This Solr tutorial explains the basics of Search and how to implement them using Apache Solr. The examples of this Solr tutorial are based on Solr 6.1.
By end of this Solr tutorial, you will be able to have a working Solr instance with a concrete example. You will have everything you need to get started and start exploring advanced features of Solr.
How Solr and Search work?
Solr is an open source solution for building Search Engines. Before talking about Solr, let’s first understand how search works.
Search is a process of retrieving, from a collection of documents, those that are relevant to a user’s information need.
A user can be asking for something that is available in a document, but in a different vocabulary. e.g.,
The implementation of this process requires a specification of an Information Retrieval model incorporating:
- indexing of the documents: The documents can be in several formats, can have several types of content, several vocabularies, etc. In order ro make them searchable, the documents need to be transformed in a format that can be “understood” by the machine. this process is called indexing or indexation.
- querying: the user information need can be expressed in different ways (keywords, navigation, image, etc.).

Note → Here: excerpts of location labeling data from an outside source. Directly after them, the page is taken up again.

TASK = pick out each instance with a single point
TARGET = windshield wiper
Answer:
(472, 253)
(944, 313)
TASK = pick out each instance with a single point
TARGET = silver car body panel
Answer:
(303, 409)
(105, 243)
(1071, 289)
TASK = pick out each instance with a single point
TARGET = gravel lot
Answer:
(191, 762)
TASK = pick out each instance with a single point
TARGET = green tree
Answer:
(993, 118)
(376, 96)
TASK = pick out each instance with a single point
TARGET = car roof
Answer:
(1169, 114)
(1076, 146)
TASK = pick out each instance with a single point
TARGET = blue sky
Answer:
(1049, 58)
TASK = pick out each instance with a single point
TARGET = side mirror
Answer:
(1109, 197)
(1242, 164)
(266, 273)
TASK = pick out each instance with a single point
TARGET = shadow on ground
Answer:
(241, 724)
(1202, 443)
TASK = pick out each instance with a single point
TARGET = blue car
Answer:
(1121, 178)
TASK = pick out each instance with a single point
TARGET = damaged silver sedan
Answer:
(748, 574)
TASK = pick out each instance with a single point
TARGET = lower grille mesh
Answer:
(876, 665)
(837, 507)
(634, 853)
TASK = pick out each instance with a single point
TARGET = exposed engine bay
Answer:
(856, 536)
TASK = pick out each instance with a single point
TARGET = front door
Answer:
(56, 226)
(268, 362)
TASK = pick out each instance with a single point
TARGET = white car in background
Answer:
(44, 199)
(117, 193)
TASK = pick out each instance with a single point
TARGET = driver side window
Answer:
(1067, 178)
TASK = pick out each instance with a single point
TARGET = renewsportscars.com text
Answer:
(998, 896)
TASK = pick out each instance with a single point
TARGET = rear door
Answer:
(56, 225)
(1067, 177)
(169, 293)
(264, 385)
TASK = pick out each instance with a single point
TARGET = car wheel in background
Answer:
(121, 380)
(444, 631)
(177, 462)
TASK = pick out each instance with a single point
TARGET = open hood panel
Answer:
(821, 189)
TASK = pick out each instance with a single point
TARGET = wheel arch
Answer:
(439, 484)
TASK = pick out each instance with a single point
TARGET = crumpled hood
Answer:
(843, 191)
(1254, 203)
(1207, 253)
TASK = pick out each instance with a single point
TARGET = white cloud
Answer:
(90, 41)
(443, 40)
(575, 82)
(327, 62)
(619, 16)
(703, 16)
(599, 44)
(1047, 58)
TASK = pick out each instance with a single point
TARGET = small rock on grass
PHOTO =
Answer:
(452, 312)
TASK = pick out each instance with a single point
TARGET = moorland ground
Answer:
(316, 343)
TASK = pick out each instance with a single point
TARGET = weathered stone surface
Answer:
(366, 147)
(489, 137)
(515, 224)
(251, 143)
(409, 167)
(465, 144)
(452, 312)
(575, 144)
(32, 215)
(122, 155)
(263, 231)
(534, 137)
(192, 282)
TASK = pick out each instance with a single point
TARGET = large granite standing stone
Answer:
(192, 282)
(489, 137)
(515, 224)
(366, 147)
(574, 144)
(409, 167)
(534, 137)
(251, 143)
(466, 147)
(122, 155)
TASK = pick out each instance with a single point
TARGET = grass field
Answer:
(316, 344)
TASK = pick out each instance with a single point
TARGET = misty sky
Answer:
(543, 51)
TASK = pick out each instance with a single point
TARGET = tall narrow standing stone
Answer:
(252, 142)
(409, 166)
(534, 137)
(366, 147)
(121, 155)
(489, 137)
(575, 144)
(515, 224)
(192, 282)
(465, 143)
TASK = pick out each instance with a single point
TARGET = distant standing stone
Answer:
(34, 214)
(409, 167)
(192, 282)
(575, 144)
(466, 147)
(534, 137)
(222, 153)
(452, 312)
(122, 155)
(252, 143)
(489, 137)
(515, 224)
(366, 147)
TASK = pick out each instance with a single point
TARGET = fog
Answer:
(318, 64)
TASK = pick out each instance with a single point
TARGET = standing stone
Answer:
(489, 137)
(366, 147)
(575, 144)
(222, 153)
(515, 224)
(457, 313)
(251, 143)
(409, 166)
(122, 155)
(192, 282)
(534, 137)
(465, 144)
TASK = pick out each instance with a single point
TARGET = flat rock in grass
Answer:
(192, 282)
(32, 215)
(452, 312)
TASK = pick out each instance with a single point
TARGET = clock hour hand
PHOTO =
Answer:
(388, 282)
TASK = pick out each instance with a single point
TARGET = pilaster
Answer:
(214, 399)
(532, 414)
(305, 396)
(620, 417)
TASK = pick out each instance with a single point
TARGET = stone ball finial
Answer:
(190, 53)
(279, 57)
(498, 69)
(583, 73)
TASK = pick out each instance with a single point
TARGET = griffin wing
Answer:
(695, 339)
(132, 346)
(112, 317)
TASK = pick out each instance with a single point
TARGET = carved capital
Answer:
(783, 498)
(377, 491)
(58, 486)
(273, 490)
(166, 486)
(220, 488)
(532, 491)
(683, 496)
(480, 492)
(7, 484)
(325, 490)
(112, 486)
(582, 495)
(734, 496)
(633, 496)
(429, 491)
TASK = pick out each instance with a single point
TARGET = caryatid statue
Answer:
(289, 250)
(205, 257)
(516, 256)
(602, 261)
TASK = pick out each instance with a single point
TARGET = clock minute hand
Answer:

In order to “understand” what the user needs, certain processing needs to be applied.
- matching between the document and the user query: a document containing the word “car” should match a query containing the word “auto”. This type of matching should be defined by the search engine.
- ranking of the selected result set: the returned result set can be very large, and hence difficult to parse by the user. A ranking function is needed in order to order the results set, and make the most relevant documents appear on top of the results.
The search process is described in the following illustration.
Apache Solr is a great solution to implement a Search Engine. In this Solr tutorial, you will learn how to process and index documents, how to formulate and interpret a user query, how to retrieve and rank documents.
To get started, please download the latest Solr release from the Apache download mirrors. Java 7 or greater is required. A JDK from Oracle is preferred since it is the best tested with Solr. On the download page under “Java SE Downloads”, select the latest “Java Platform (JDK)” and install it.
The examples presented in this Solr Tutorial are based on Solr 6.1.0. Once you uncompress the downloaded file, you’ll get a directory named solr-6.1.0, with the following structure:
Directory bin has the scripts that we will use to start and stop Solr.
Directory exampledocs contains the documents we want to index, as well as the script we will use to communicate with Solr.
To launch Solr, type on your terminal $bin/solr start
If everything goes well, you should have access to Solr Admin UI through the following URL: http://localhost:8983/solr. The Admin UI looks as follow:
So far, Solr is up and running. Solr is shipped with few working examples, but for this Solr tutorial, we are going to start from scratch and create a new example. First, let’s create a document collection called “cars”:
$bin/solr create -c cars
In Solr vocabulary, we call this document collection a “core”. It’s an instance where we can add documents and search them. We can have as many cores as we want.
You can also create a Solr core through the Admin UI under section Core Admin in the menu on your left-hand side.
If everything goes well, your core is now created and stored under solr-6.1.0/server/solr/cars.
You can access to the core “cars” though the Admin UI under the top-down menu Core Selector.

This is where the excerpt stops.